There can only be one default export per module, but you can have as many named exports as you like (zero, one, two, or many). You can import them all at the same time:

// B.js
import A, { myA, Something } from './A'

We import the default export as A, as well as specified exports named myA and Something.

// A.js
export default 42
export const myA = 43
export const Something = 44

When importing, we may also give them all distinct names:

// B.js
import X, { myA as myX, Something as XSomething } from './A'

The default exports are often used for whatever you’d expect from the module. The named exports are typically used for utilities that are useful but not necessarily required. However, you have complete control over how things are exported: a module, for example, may have no default export at all.

This is an excellent introduction to ES modules, including an explanation of the differences between default and specified exports.

Answered by Dan Abramov

Solution #2

There’s also a starred notation for the import ES6 keyword that’s worth highlighting, in my opinion.

If you try to console log, you’ll get the following error:

import * as Mix from "./A";

You will get:

When you just need select components from a module, brackets come in handy, resulting in smaller footprints for bundlers like webpack.

Answered by prosti

Solution #3

The default exports and named exports are explained in Dan Abramov’s response.

Which to use?

David Herman, to quote him: The single/default export style is preferred by ECMAScript 6, and importing the default has the best syntax. Importing named exports can, and should, be a little less succinct.

However, because of refactoring, named export is preferred in TypeScript. For example, if you rename a default exported class, the name will only change in that file and not in other references; whereas, with named exports, the name will be altered in all references. For utilities, named exports are also preferable.

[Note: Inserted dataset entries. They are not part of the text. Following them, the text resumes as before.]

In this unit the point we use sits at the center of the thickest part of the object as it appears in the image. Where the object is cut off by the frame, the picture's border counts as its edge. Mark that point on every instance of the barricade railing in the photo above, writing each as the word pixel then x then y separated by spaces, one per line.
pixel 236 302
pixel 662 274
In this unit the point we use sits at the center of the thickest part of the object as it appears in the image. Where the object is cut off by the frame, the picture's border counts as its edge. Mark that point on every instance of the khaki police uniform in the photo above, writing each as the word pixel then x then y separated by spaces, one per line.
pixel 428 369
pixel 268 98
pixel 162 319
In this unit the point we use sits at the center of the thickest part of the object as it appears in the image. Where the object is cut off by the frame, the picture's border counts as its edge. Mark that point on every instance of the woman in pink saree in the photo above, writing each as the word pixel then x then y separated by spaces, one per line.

In general, do whatever you want.


Because default export is a named export with the name default, it may be imported as:

import {default as Sample} from '../Sample.js';

Answered by Deepak Sharma

Solution #4

Import is very intuitive if you think of it as syntax sugar for Node.js modules, objects, and destructuring.

// bar.js
module = {};

module.exports = {
  functionA: () => {},
  functionB: ()=> {}

 // Really all that is is this:
 var module = {
   exports: {
      functionA, functionB

// Then, over in foo.js

// The whole exported object:
var fump = require('./bar.js'); //= { functionA, functionB }
// Or
import fump from './bar' // The same thing - object functionA and functionB properties

// Just one property of the object
var fump = require('./bar.js').functionA;

// Same as this, right?
var fump = { functionA, functionB }.functionA;

// And if we use ES6 destructuring:
var { functionA } =  { functionA, functionB };
// We get same result

// So, in import syntax:
import { functionA } from './bar';

Answered by Brandon

Solution #5


There are two kinds of exports:


// Module A
export const importantData_1 = 1;
export const importantData_2 = 2;
export default function foo () {}


The way something is imported is affected by the type of export (i.e., named or default exports):


// Module B, imports from module A which is located in the same directory

import { importantData_1 , importantData_2  } from './A';  // For our named imports

// Syntax single named import:
// import { importantData_1 }

// For our default export (foo), the name choice is arbitrary
import ourFunction from './A';

Things of interest:

Aliases can be used to rename a named import whenever you wish. The following is the syntax for this:

import { importantData_1 as myData } from './A';

We’ve now imported importantData 1, but instead of importantData 1, the identification is myData.